February 22, 2011 at 3:27 pm (Things I'm thinking about, What I'm reading) (, , , , , , , )

So I have been reading Generous Justice (Tim Keller)  and really just been challenged by this one section on the Good Samaritan. I will copy it out here:

“Another objection [to the duty of sharing money and goods with the poor] comes from people who say they “have nothing to spare” and that they barely have enough for their own needs. But one of the main lessons of the Good Samaritan parable is that real love entails risk and sacrifice. Edwards responds that when you say, “I can’t help anyone” you usually mean “I can’t help anyone without burdening myself, cutting in to how I live my life.” But Edwards argues, that’s exactly what Bibilical love requires. He writes:

We in many cases may, by the rules of the gospel, be obliged to give to others, when we cannot do it without suffering ourselves . . .If our neighbor’s difficulties and necessities are much greater than ours and we see that they are not likely to be releived, we should be willing to suffer with them and to take part of their burden upon ourselves. Or else how is that rule of bearing one another’s burdens fulfilled? If we are never obliged to relieve others’ burdens, but only when we can do it without burdening ourselves, then how do we bear our neighbor’s burdens, when we bear no burdens at all?”(Tim Keller, Generous Justice, p. 70)

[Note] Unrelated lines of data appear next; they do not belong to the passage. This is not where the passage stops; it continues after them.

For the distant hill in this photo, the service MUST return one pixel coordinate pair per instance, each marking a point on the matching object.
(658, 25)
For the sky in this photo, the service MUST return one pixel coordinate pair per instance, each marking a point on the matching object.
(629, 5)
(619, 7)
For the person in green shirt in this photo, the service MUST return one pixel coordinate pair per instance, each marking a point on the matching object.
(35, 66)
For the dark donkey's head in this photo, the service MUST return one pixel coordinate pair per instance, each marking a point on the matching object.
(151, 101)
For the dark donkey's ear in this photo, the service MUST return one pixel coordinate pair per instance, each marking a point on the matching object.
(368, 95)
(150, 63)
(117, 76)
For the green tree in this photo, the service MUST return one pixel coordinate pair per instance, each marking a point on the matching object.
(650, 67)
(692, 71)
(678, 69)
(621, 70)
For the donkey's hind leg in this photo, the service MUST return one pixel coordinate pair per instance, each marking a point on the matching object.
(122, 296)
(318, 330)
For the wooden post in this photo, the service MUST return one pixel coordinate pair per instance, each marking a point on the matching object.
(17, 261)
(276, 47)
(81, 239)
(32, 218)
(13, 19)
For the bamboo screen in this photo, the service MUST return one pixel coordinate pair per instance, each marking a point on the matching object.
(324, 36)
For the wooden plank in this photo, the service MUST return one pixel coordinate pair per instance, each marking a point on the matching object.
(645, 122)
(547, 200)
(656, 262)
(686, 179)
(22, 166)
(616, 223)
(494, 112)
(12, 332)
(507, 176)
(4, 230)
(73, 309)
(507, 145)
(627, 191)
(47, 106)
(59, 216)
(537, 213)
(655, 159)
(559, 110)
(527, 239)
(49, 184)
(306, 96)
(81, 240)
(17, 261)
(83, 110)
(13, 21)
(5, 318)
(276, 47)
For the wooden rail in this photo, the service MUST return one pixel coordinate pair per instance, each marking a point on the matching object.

I feel quite convicted by this. Two other scriptures spring to mind:  “Bear one another’s burdens” (Galatians 6:2) and “Our desire is not that others might be relieved while you are hard pressed, but that there might be equality. At the present time your plenty will supply what they need, so that in turn their plenty will supply what you need. Then there will be equality…” (2 Cor 8:13-14).

I know many many times I have said to beggars at street corners, Big Issue sellers, car guards, and street children, “I’m sorry but I don’t have anything.” or “I don’t have anything today.” Those are lies. Because I do have; but the truth is in those times I cannot give without taking a hit myself – without burdening myself and cutting in to how I live.

The really hard-hitting thing is that when there have been brothers and sisters, fellow Christians, even friends, who I KNOW are in a tough spot or are really struggling, I have used the exact same rationalisation. I have not helped because doing so would burden me and cut into my tight finances. I have given when I have had excess, but really, how often have I given when doing so would have meant me sharing their burdens?